Debates are raging on social media regarding explainable AI in healthcare. Geoffrey Hinton, one of the ‘godfathers of AI’ recently tweeted – “Suppose you have cancer and you have to choose between a black box AI surgeon that cannot explain how it works but has a 90% cure rate and a human surgeon with an 80% cure rate.
Do you want the AI surgeon to be illegal?”. [JT1] As you can imagine twitterverse took sides. One camp argued that healthcare AI should be explainable and other camp argued that we should not sacrifice usefulness for explainability. There are different approaches to explainability. In linear models we could use the weight for each variable to determine how much it contributes to the prediction. In medical image classification we could use Eli5, LIME, and SHAP to explain the predictions. This adds another layer of computing complexity and in turns requires more computing resources and time.

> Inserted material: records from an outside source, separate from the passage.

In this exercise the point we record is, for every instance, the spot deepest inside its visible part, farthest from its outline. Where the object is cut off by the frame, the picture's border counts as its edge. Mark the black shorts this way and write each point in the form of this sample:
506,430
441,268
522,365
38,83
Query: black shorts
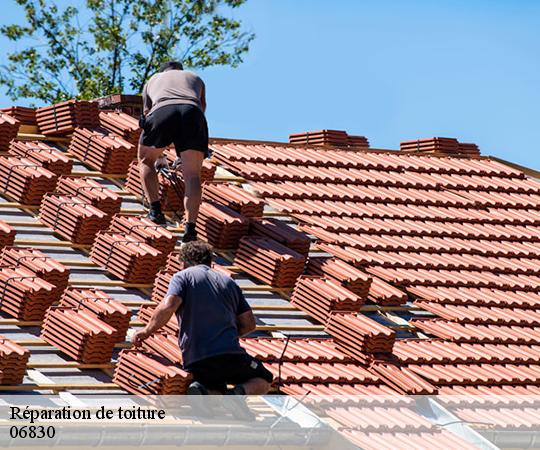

Why can’t we combine good accuracy and explainability in the same software? When faced with a clinical problem, we decided to combine the best of both worlds. More than 50 percent of women over the age of 50 have thyroid nodules. Because of increased use of imaging modalities, we are detecting more of these thyroid nodules. But, only about 5 to 10 percent of these nodules are cancerous. At present, the only way to identify whether there is cancer in these nodules are by invasive procedures like surgery and needle biopsy. We employed artificial intelligence to create a model that will help physicians to choose the right nodule for biopsy. In our study published in Thyroid journal[JT2] , we showed that by employing this model (AIBx), unnecessary biopsies could be reduced by more than 50 percent. The probability that a nodule is actually benign when the model predicts it to be benign, namely the negative predictive value of AIBx was 93.2 percent. AIBx finds similar images to the test image and displays those images along with their actual diagnosis. Physician reviews these similar images and the corresponding diagnosis to make the final decision. Our model was created to enhance the physician’s ability to choose the right nodules for biopsies rather than replace the physician. Every step of this process needs physician’s input and hence we used the term Physician in Loop (PIL). Latest version of AIBx also overlays heat maps over the test image to show areas of interest that resulted in the prediction.
By combining image similarity and heat maps (class activation maps) we made it an explainable model. This in turn increases physician’s trust in the model. In conclusion, using an explainable artificial intelligence model helps to increase the trust in the model’s predictions. A physician refers a patient to a surgeon based on his or her trust in the surgeon. Similarly, AI algorithms that increase trust in their prediction will be preferentially used than black box algorithms, this is my answer to Geoffrey Hinton’s question.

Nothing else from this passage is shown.